Hi,
i attach a patch for the image extractor to support the greek language,
thanks,
Jim
### Eclipse Workspace Patch 1.0
#P DBPedia
Index: core/src/main/scala/org/dbpedia/extraction/mappings/ImageExtractor.scala
===================================================================
--- core/src/main/scala/org/dbpedia/extraction/mappings/ImageExtractor.scala (revision 3650)
+++ core/src/main/scala/org/dbpedia/extraction/mappings/ImageExtractor.scala (working copy)
@@ -16,9 +16,9 @@
{
private val language = extractionContext.language.wikiCode
- require(Set("en").contains(language), "ImageExtractor does only support english extraction")
+ require(Set("en", "el").contains(language), "ImageExtractor does only support english extraction")
- private val wikipediaUrlPrefix = "http://upload.wikimedia.org/wikipedia/en/"
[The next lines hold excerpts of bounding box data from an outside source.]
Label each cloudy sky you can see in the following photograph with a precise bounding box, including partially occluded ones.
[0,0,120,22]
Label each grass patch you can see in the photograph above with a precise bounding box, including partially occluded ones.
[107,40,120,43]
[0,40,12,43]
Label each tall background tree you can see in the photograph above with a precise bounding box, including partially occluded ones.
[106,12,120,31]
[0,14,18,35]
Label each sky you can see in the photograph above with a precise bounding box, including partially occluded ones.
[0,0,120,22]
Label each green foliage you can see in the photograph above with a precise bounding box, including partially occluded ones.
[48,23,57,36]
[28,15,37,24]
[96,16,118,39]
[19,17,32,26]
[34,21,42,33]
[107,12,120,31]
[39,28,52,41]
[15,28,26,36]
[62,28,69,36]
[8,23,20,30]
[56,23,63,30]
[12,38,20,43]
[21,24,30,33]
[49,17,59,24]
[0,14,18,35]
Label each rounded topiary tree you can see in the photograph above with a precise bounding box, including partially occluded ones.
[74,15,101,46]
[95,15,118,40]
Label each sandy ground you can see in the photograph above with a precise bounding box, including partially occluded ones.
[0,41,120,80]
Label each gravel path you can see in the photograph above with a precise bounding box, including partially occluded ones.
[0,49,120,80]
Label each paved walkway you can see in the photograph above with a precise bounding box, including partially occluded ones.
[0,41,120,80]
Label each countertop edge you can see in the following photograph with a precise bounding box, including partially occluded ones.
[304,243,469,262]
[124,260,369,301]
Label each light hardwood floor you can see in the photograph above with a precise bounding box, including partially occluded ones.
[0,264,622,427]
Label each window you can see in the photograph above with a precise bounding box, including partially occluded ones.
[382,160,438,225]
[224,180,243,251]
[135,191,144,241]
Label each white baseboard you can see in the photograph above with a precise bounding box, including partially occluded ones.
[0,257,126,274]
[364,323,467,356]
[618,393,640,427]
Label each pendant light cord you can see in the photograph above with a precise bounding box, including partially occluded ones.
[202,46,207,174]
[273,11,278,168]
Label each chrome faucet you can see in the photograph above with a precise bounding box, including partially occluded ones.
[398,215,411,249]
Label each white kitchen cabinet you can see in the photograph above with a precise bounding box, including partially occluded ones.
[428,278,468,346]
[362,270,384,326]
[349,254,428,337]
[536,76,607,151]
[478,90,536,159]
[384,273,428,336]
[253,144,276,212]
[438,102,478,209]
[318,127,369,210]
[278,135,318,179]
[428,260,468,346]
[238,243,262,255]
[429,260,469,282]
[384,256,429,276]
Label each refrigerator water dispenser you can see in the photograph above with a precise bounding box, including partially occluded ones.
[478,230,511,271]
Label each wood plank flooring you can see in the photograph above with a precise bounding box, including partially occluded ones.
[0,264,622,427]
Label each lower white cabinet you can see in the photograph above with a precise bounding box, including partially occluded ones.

+ private val wikipediaUrlPrefix = "http://upload.wikimedia.org/wikipedia/"+ language +"/"
private val commonsUrlPrefix = "http://upload.wikimedia.org/wikipedia/commons/"
private val nonFreeImages = new HashSet[String]();
@@ -29,8 +29,8 @@
private val encodedLinkRegex = """%[0-9a-fA-F][0-9a-fA-F]""".r
logger.info("Loadings images")
- ImageExtractor.loadImages(extractionContext.articlesSource, freeWikipediaImages, nonFreeImages)
- ImageExtractor.loadImages(extractionContext.commonsSource, null, nonFreeImages)
+ ImageExtractor.loadImages(extractionContext.articlesSource, freeWikipediaImages, nonFreeImages, language)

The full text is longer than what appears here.